LONDON -- Royal Dutch Shell, the largest oil company in Europe, disappointed investors Thursday with fourth-quarter earnings that came in well below analysts' forecasts.
The company posted a profit of $5.6 billion after one-time items and inventory changes, up 15 percent from the fourth quarter of 2011. But analysts had expected earnings of about $6.3 billion.
Stuart Joyner, an analyst at Investec Securities in London, described the results as "a substantial miss." The company's shares closed 2.8 percent lower on the London Stock Exchange.
For the full year, Shell reported earnings of $25.1 billion, up 2 percent compared with 2011 results.
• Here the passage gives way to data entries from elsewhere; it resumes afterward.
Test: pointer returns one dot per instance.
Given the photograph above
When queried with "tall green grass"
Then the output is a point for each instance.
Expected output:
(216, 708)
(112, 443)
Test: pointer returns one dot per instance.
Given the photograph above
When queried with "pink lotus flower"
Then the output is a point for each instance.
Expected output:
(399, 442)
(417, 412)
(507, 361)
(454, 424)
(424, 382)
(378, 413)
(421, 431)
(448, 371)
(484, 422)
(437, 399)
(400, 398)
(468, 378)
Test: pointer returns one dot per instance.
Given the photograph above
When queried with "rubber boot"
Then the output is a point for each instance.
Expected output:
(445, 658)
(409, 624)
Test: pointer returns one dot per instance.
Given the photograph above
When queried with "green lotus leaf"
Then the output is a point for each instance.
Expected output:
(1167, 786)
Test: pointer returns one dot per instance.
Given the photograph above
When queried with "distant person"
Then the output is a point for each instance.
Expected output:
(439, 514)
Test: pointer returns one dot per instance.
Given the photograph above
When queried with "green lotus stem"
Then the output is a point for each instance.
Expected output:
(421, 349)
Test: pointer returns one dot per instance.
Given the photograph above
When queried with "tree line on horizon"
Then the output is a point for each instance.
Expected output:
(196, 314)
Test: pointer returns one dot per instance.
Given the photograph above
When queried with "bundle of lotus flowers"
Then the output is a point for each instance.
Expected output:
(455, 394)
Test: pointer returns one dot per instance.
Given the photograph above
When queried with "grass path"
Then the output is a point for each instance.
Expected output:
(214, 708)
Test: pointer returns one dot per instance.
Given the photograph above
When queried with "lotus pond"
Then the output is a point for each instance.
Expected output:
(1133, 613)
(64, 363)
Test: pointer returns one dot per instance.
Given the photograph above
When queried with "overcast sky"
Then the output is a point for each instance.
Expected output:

Perhaps more than any other energy company, Shell invests in huge oil and gas projects that it hopes will produce steady returns for decades. One example is Pearl GTL in Qatar, which takes natural gas from the emirate's enormous North Field and converts it into liquid fuels like diesel.
Peter Voser, the chief executive of Shell, said production at the gas-to-liquids facility exceeded 90 percent of capacity in the fourth quarter.
Pearl GTL cost around $20 billion, but it looks like it will be a big moneymaker for decades to come. And because its products are pegged to oil prices, it gives Shell and Qatar a hedge against lower gas prices.
"We are on track despite some headwinds in 2012," Voser said in a call with analysts Thursday.
Voser, who comes from a financial background, made his reputation helping to turn around the Swiss machinery-maker ABB a decade ago. He was appointed Shell's chief financial officer in 2004 and was named chief executive in 2009.
Voser said his goal was to deliver $175 billion to $200 billion of total cash flow from operations for 2012-15, a 30 to 50 percent increase over the previous four-year period.
Still, there are reasons to worry about Shell. The fourth-quarter letdown was largely because of lower earnings in Shell's core exploration and production business, mainly caused by weak performance in the Americas.
Shell's prominent, multibillion-dollar Alaska drilling program has encountered several snags and delays, including the running aground of the Kulluk drilling vessel on an uninhabited island in December. Voser said that the Kulluk had been damaged and that another drilling vessel required upgrades. Shell is still considering its next steps in Alaska, he said.
Shell is also being hurt by U.S. natural gas prices, which have been pushed down by the boom in shale gas production. Declining prices have led it to switch strategies and drill for gas deposits that are rich in liquids, which bring in more money than gas.
Low gas prices raise questions about Shell's huge bets on the fuel. Voser said the low prices in North America appeared likely to persist but were an opportunity for Shell's so-called integrated gas business, which is devoted primarily to liquefied natural gas and gas-to-liquids projects. These businesses earned $9.4 billion in 2012, up from $6.4 billion in 2011.